= Yoked control design =

Experimental research design

A yoked control design is a research design used in experiments in which matched research subjects are yoked (joined together) by receiving the same stimuli or conditions. In operant conditioning the yoked subject receives the same treatment in terms of reinforcement or punishment.

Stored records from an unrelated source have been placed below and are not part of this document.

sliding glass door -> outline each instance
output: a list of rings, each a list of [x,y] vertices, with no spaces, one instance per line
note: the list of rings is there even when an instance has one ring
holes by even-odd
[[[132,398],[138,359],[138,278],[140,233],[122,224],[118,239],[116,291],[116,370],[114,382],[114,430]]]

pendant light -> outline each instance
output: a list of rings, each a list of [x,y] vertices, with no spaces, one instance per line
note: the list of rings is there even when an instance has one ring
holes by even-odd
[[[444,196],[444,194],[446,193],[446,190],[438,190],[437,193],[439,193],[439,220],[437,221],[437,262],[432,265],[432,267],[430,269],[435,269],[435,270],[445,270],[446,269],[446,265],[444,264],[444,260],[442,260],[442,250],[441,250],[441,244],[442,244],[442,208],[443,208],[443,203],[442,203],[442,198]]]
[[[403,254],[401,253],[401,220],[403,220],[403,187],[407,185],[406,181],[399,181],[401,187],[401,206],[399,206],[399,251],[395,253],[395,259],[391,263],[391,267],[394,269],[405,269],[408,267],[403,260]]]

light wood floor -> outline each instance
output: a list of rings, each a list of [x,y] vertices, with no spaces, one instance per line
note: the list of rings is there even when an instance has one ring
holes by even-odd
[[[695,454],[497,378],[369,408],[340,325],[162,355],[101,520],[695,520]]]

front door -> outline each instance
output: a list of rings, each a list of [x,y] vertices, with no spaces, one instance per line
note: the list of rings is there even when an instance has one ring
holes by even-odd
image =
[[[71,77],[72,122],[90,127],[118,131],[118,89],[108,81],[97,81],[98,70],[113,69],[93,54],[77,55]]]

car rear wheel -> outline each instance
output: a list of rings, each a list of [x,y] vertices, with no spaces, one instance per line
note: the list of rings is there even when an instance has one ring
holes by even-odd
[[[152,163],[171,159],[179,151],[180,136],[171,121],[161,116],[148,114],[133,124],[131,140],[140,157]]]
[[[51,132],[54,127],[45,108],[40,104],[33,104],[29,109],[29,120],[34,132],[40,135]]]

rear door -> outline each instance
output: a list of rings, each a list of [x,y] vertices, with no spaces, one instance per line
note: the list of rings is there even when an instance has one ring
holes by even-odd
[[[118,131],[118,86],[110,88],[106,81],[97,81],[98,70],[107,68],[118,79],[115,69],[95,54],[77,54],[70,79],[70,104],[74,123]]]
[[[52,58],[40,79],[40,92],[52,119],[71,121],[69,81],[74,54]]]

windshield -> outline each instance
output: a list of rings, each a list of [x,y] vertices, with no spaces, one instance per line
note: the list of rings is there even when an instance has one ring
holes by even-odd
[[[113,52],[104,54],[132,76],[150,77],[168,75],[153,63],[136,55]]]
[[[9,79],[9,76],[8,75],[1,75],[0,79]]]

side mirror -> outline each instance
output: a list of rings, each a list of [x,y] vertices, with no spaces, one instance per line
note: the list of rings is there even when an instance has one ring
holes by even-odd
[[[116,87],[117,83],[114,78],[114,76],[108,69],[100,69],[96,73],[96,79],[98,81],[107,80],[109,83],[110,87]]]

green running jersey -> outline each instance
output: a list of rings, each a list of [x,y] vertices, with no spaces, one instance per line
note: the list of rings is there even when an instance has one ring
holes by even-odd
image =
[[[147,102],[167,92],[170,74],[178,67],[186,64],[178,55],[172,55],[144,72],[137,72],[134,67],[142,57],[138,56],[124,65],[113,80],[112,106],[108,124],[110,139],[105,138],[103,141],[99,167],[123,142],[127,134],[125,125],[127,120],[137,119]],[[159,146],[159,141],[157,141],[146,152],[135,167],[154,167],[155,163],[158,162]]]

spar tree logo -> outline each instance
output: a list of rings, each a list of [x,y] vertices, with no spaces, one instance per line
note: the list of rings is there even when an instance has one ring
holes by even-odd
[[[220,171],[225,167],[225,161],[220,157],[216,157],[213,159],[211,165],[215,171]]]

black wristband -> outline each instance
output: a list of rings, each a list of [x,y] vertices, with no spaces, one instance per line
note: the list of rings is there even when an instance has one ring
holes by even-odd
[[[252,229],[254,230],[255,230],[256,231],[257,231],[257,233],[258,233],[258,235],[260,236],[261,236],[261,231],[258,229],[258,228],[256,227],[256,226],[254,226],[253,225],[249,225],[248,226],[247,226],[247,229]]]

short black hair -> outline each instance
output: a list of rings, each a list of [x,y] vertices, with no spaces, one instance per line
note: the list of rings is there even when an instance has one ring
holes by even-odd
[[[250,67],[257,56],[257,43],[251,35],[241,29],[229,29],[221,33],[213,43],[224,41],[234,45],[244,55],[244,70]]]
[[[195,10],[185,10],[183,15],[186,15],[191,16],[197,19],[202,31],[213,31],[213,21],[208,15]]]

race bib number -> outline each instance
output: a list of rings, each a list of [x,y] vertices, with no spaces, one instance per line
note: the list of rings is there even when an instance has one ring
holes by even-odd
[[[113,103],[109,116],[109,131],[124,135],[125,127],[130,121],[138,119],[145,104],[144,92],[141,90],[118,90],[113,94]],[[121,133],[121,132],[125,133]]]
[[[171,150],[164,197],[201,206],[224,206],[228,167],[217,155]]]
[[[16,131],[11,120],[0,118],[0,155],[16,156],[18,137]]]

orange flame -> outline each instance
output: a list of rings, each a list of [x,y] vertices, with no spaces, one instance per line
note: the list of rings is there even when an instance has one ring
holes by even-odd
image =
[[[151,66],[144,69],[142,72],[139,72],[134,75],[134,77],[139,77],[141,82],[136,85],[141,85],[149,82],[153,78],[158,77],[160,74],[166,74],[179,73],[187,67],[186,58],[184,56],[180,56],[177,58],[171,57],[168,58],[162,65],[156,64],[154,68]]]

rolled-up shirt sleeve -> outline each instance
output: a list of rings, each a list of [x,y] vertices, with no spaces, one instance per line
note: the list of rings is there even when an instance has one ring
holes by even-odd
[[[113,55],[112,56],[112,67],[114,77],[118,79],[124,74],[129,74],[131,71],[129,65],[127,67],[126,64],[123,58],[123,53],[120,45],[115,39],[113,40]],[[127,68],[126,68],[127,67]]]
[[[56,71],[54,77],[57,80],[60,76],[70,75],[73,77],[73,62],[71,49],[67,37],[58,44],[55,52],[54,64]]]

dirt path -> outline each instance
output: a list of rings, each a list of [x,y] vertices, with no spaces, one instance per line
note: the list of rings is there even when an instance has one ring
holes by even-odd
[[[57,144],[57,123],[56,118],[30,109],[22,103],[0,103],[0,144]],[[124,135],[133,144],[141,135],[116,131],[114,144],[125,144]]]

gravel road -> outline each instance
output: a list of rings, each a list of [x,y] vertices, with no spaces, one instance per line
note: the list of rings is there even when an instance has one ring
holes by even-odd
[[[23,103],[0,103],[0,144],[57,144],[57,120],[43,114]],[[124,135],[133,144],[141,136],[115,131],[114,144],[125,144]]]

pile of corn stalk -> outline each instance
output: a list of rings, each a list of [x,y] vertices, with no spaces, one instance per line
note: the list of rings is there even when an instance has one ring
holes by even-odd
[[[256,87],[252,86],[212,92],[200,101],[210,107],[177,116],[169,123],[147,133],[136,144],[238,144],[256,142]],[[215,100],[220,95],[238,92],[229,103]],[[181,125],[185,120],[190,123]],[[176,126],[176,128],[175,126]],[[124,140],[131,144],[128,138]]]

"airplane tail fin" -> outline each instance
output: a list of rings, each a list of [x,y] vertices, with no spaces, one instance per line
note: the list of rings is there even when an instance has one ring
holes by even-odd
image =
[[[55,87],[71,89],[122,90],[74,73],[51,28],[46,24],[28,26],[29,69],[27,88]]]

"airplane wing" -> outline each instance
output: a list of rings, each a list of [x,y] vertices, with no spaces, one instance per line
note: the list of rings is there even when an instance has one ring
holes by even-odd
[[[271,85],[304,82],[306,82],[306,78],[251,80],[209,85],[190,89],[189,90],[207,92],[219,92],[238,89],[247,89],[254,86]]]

Yoked control designs are used in a variety of scientific disciplines, including learning sciences, social psychology, and psychophysiology.

== Example ==

First ten stimuli for a yoked pair
| Irma Maes |  | Jef Jacobs |  |
|---|---|---|---|
| A | U | A | U |
| D | M | D | M |
| R | T | R | T |
| G | I | G | I |
| V | S | V | S |
| E | N | E | N |
| A | P | A | P |
| L | M | L | M |
| H | F | H | F |
| E | I | E | I |

In his research into the name-letter effect, Belgian experimental psychologist Jozef Nuttin created a yoked control design in which two subjects evaluated the same letters, separately. Some of the letters belonged to one subject's name, and some of the letters belonged to the other subject's name, while some were random. Crucially, in the experimental design subjects are not aware that they are choosing letters from their name. In this design any difference in preference between subjects would have to be based on whether the letter occurred in their name. For example, for the fictitious pair Irma Maes and Jef Jacobs the first stimulus was A and U: the last letter in Irma's first name and a letter not in her name. Both subjects had to circle the letter they preferred. The next stimulus was M and D: the penultimate letter from Irma's first name and a letter not part of her name. This was repeated for the remaining letters of her first name, and subsequently the letters of her last name, also in reverse order, and finally the letters of both of Jef's names. Oral instructions were given to feel a preference as fast as possible, without thinking. If the yoked subjects shared a letter, choosing it did not contribute to the measurement. Nuttin found that people significantly liked name letters more than non-name letters, without realising it.